Resurgence in Tape Shipments
More and more tape will be needed to take pressure off required SSD and HDD capacities, as well as other forms of ultra-low cost, massive capacity enterprise storage technologies such as DNA data storage or new breeds of optical media. An estimated 75% of the installed base will be classified as unstructured and cold, ideally suited for tape and DNA. There will be a resurgence in tape shipments for a variety of reasons based on expanding demand on multiple fronts including hyperscale markets, relative data temperature, time-to-data needs, and lower costs of data retention and power consumption, as well as limited SSD and HDD production capabilities. Unlike SSDs and HDDs, tape is largely impervious to malware attacks with “offline air-gap” protection, encryption and write-once, read many (WORM) functionality.

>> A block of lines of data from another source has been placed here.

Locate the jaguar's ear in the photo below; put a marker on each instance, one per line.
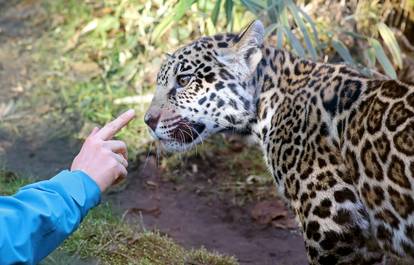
(246, 48)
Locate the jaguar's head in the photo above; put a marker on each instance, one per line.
(205, 87)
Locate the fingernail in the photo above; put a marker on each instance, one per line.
(130, 112)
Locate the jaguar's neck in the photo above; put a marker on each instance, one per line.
(305, 92)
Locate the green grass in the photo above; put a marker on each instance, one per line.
(105, 237)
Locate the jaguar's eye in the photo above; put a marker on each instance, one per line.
(183, 80)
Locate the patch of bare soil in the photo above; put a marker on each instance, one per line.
(196, 219)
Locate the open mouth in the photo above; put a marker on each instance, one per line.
(187, 132)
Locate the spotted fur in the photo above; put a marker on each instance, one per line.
(339, 145)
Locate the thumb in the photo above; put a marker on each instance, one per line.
(94, 131)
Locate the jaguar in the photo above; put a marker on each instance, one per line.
(339, 144)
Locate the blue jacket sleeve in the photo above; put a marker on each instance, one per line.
(40, 216)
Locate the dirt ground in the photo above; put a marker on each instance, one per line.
(192, 218)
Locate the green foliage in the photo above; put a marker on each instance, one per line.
(298, 31)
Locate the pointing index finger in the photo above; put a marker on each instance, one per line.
(110, 129)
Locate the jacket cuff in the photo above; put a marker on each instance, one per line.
(82, 188)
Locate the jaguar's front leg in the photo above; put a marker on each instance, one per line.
(334, 223)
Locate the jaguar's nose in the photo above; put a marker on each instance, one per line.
(152, 120)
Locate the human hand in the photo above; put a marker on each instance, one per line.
(103, 159)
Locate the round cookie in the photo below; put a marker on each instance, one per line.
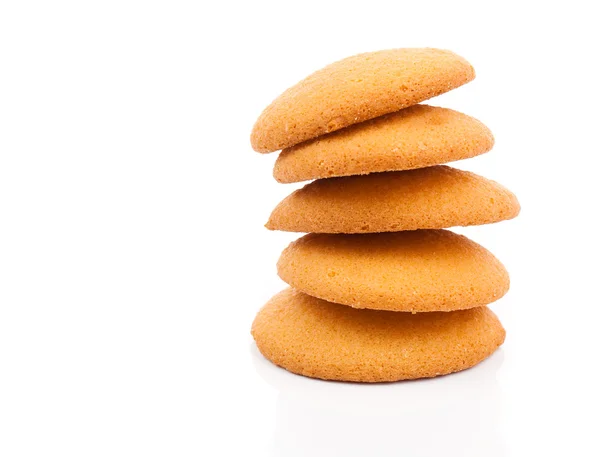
(415, 137)
(416, 271)
(356, 89)
(315, 338)
(434, 197)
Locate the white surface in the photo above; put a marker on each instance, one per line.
(133, 257)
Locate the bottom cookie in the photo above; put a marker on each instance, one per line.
(319, 339)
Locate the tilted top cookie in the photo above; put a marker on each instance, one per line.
(418, 271)
(312, 337)
(434, 197)
(356, 89)
(415, 137)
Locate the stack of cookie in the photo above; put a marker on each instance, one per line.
(380, 291)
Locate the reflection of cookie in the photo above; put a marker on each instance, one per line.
(416, 137)
(434, 197)
(355, 89)
(319, 339)
(422, 270)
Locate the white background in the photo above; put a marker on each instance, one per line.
(133, 256)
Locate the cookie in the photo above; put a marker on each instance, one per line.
(415, 137)
(434, 197)
(356, 89)
(417, 271)
(315, 338)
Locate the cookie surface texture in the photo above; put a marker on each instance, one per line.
(416, 137)
(315, 338)
(356, 89)
(425, 198)
(417, 271)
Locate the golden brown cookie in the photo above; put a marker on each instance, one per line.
(434, 197)
(356, 89)
(421, 270)
(415, 137)
(324, 340)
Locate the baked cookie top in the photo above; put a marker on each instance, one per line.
(356, 89)
(415, 137)
(416, 271)
(319, 339)
(433, 197)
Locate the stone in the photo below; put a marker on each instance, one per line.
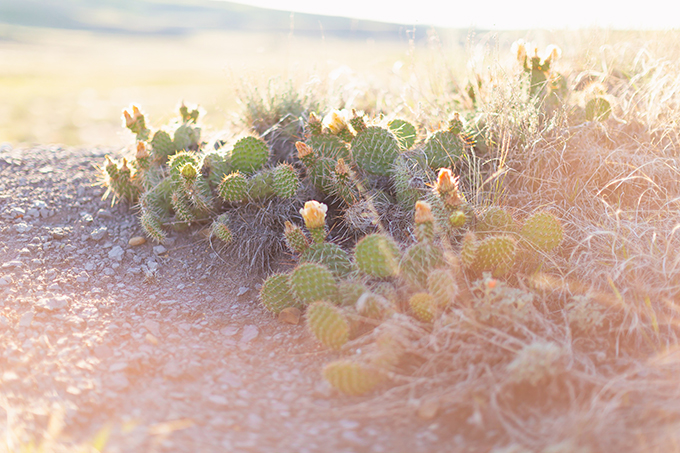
(99, 233)
(136, 241)
(52, 303)
(26, 319)
(152, 326)
(428, 409)
(290, 315)
(250, 332)
(117, 253)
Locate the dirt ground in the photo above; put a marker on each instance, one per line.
(162, 348)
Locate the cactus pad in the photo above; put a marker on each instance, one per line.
(375, 149)
(312, 282)
(285, 181)
(233, 188)
(276, 293)
(495, 254)
(377, 255)
(418, 261)
(328, 324)
(351, 378)
(423, 306)
(330, 255)
(249, 154)
(543, 230)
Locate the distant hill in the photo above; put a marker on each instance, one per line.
(182, 17)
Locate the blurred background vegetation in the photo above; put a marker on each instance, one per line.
(69, 67)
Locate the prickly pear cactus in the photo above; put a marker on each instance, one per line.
(249, 155)
(233, 188)
(423, 306)
(285, 181)
(328, 324)
(495, 254)
(312, 282)
(330, 255)
(375, 150)
(351, 378)
(276, 293)
(377, 255)
(418, 261)
(405, 132)
(543, 230)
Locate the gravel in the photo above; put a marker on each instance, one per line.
(165, 345)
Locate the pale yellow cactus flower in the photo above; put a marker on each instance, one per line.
(314, 214)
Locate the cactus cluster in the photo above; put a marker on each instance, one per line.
(364, 173)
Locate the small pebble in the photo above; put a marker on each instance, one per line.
(290, 315)
(136, 241)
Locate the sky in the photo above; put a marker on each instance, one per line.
(495, 14)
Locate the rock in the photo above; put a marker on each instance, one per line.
(428, 409)
(250, 332)
(136, 241)
(52, 303)
(152, 326)
(59, 233)
(218, 399)
(117, 253)
(26, 319)
(22, 227)
(290, 315)
(99, 233)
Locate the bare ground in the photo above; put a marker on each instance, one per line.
(163, 350)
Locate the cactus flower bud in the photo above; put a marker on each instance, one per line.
(552, 53)
(142, 152)
(423, 212)
(519, 48)
(304, 149)
(335, 121)
(314, 214)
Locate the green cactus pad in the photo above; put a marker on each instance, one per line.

Power Consumption and Long-Term Costs
End user clients are now analyzing storage vendors with greater scrutiny and making purchasing decisions based on the sustainable energy efficiency of a vendor’s products. Because of the rapid expansion of digital data needs, storage as a percentage of data center energy consumption will continue to expand and could account for more than 35% of total data center power requirements in 2030, up from ~18% in 2020. End users should carefully consider initial acquisition costs, the timing of available capacities in the context of ongoing reliability metrics, performance and power requirements, and the total expense of preserving enterprise data over 5, 10, 20, 50 years and indefinite retention periods.
In Conclusion
The data centers of the future will need everything the SSD, HDD and tape industries can manufacture and deliver, as well as requiring new DNA and optical and perhaps other enterprise storage technologies, to cost-effectively and reliably preserve the priceless artifacts of our personal, corporate and cultural history. Inevitably and inescapably, richly varied computing technologies will come and go, but the data we create will remain, and grow to unimaginable immensity.